The weakening economies there, combined with ideas the U.S. economy is growing well enough for the Fed to end its quantitative easing program and perhaps raise interest rates next year, has helped the dollar index rise. As of mid-September it was at a 14-month high of around 84.50 and was up 4% year-to-date. Specifically against the yen, it is at a six-year high and also at a 14-month high against the euro.
Currency analysts at BNP Paribas raised in September their dollar index forecast to 84.86 for 2014 and to 91.16 for 2015, while lowering their 2014 and 2015 forecasts for the euro and yen.
In fact, longer-term U.S. dollar strength is becoming “a popular view among currency managers,” said A.J. D’Asaro, alternative fund strategist at Morningstar. D’Asaro noted U.S. investors do have dollar-exposure simply by investing in U.S. markets.

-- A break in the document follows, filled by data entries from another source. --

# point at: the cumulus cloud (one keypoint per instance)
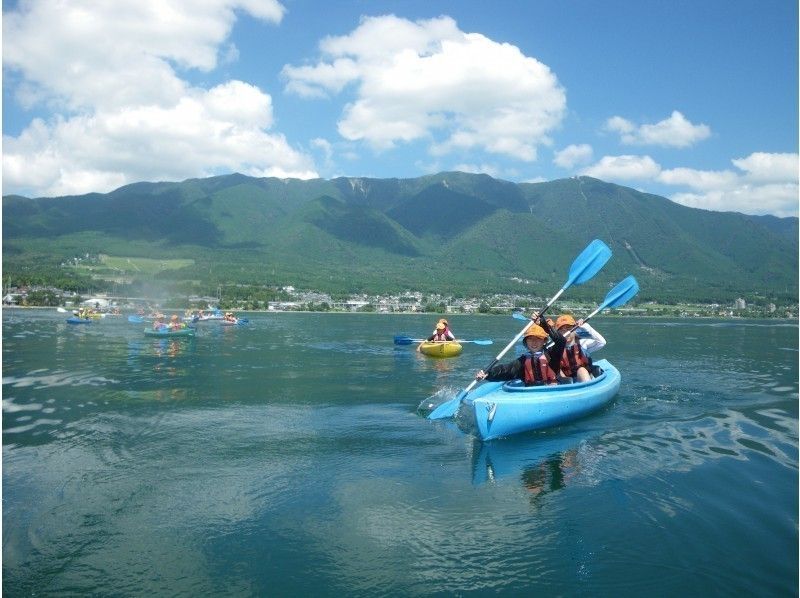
(427, 80)
(765, 184)
(762, 183)
(573, 155)
(675, 131)
(624, 168)
(125, 113)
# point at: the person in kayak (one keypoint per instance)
(175, 323)
(441, 333)
(582, 340)
(158, 323)
(537, 368)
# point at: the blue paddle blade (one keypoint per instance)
(448, 408)
(588, 263)
(622, 293)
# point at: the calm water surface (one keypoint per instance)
(287, 457)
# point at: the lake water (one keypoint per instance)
(286, 457)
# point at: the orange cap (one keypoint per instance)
(536, 331)
(565, 320)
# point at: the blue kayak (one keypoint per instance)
(497, 409)
(76, 320)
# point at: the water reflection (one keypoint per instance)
(551, 474)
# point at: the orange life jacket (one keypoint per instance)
(574, 358)
(537, 371)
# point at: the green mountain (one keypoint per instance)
(451, 232)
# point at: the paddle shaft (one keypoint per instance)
(516, 338)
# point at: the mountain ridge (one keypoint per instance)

John Person, president of NationalFutures.com, said he hesitates chasing the greenback rally at this point because, as the dollar index has steamrolled its way higher this summer, a short-term pullback is likely. He wants to see if it can get “substantially” above recent levels. “I’ll suspect the rally in the U.S. dollar is for real when we break above the two-year highs around 85.60,” he said. “Is the dollar up because of anticipation of stronger fundamentals and higher interest rates, or is flight-to-quality because there is a lot of European weakness amid Russia-Ukraine concerns?”
For portfolio managers who wish to speculate on further dollar strength using mutual funds, there are a few options available. ProFunds offers the Rising U.S. Dollar ProFund (RDPSX), which seeks to track the U.S. dollar index. It is up 2.65 % on the year as of Sept. 12 and has $39.4 million under assets.
Guggenheim Investments offers the Rydex Strengthening Dollar 2x Strategy (RYSDX), a leveraged fund, which has a return of 8.07% as of Sept. 12, with $68.3 million under management. Being a leveraged fund, it seeks 200% of the performance of the U.S. Dollar Index by investing in derivative instruments such as index swaps, futures contracts and options on securities and future contracts.
Person again reiterated he would not get into a fund until he sees the dollar break above the two-year highs. But he said “if one needs to invest in a fund, then the Rydex is an investment product worth diversifying a small portion of their portfolio.”
D’Asaro suggested portfolio managers may want to look into some absolute return currency funds.
The biggest is the John Hancock Absolute Return Currency, (JCUAX) with $1.9 billion under management, and a 6.26% return as of Sept. 12. The fund has a mix of currencies at any one time. D’Asaro said as of June 30, the fund was long the U.S. dollar and short the euro. It was also long the yen at the time, he said.
He cautioned, though, that by using the currency funds, investors are “basically depending on (the portfolio managers) to make the call. There’s no guarantee they’ll be long the dollar and short the euro,” D’Asaro said.
For instance, he noted that as of June 30, 11 out of 14 largest currency funds were short the U.S. dollar.
D’Asaro said portfolio managers should look at holding currency funds not unlike holding cash.
“When people think about this bet, they may think of it as a great opportunity, a speculative bet. But you’re going short cash and going long cash … it’s not a huge returning investment,” he said.
Person said thinking outside of currency, he might play the rising dollar with a commodity fund. “If the economy is improving you could buy industrial commodities, but stay away from commodities like gold,” he said.
In that vein, he said the Fidelity Select Materials, (FSDPX) would be worth a look. A $2.3 billion fund, is up 5.37% on the year. Its top holdings include Monsanto (MON) and Freeport McMoRan (FCX).